If the parent process waits for a child process to exit, then it will obviously block doing so. That is however expected behavior and it is not the same as "the system hangs". The system does not hang.
EDIT:
Concerning the code posted in the edited question: First, an [almost] exact duplicate of the process is created using fork. Actually, one doesn't care about creating a duplicate, but one really wants to create a new process. However, under Unix, new processes are forked, not created from scratch.
Then follow two calls to execl. Normally, the first one should already never return. Instead, the executable systemctl will be loaded to replace the child process, and the child process will continue running from the entry point of systemctl (this is a very simplified description, but it's essentially that).
Thus systemctl will run, as a "new" independent process (in reality, it "stole" the forked process!), and it will (hopefully) eventually exit, which causes the parent process to return from wait.
It may however happen that systemctl cannot be found in /usr/bin (or some other error occurs). For that case, the programmer of the above code makes another attempt at loading systemctl from /bin. Again, if this works, execl will not return, but the code in systemctl will execute and eventually exit.
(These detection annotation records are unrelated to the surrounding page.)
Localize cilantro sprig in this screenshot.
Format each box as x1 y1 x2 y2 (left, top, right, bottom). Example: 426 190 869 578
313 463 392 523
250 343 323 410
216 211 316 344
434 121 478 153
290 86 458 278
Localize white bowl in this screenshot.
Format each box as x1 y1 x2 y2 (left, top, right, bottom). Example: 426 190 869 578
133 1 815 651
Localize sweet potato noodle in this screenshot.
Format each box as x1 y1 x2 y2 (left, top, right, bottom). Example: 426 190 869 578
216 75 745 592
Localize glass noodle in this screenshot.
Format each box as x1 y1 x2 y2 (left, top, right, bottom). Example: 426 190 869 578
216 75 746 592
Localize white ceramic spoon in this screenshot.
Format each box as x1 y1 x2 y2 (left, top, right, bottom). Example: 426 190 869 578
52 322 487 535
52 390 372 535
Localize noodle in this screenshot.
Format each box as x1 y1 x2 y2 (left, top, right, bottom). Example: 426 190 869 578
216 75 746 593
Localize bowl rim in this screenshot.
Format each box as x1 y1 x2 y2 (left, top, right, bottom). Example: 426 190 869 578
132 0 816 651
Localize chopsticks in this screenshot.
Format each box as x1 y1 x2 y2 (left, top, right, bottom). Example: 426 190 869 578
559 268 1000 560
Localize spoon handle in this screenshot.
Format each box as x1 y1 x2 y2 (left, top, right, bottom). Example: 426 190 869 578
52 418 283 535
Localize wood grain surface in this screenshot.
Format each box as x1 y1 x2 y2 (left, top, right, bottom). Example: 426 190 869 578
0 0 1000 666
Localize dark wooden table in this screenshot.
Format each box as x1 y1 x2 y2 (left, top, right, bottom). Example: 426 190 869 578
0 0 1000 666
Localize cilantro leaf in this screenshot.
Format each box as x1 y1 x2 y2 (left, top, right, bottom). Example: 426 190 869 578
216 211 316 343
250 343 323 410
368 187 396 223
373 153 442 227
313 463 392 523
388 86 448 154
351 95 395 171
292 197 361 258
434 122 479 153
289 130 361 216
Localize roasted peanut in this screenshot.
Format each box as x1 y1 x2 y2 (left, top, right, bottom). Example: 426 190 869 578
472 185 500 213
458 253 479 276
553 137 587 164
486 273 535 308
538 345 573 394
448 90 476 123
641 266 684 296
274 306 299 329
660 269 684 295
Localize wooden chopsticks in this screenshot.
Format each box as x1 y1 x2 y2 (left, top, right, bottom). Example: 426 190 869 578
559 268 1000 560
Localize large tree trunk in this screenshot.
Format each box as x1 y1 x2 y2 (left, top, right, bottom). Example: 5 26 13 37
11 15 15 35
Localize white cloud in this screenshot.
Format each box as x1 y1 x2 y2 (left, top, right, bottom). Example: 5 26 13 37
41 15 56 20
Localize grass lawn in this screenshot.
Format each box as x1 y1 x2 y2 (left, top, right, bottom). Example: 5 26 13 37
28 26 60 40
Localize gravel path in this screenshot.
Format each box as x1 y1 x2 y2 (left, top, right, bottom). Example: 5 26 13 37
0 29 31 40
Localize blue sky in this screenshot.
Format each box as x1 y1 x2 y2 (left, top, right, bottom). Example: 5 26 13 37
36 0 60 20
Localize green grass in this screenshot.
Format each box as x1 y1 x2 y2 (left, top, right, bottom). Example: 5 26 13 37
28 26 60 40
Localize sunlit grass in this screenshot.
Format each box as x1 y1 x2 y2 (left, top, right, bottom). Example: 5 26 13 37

The parent process will then unblock from wait.
Lastly, if that second call to execl also fails (i.e. returns), the author gives up and simply calls exit(1), which returns a non-zero "error" code to the parent waking from wait.
Upvotes: 2
Reputation: 36441
If exec doesn't return, that means that the process is executing some (new) code. The new code fully replace the old one, so returning from a successful exec is nonsense as the call to exec is in the old code.
During this time the parent process is waiting the end of its child's execution. So the parent will be blocked until the child terminates.
Upvotes: 2
Reputation: 1
No. Every process is started using a fork() call and then the child doing a call from exec() family {see man for execl, execlp, execle, execv, execvp, execvpe}. The first process launched after boot is "init" and all processes can be traced back to "init" using their "ppid".
Upvotes: 0
Reputation: 41542
If a process is waiting on another process, and that other process calls exec(), the process that gets exec'd is now the process the first process is waiting for. So the system won't hang, and the first process will continue executing if/when the exec'd process exits.
Upvotes: 1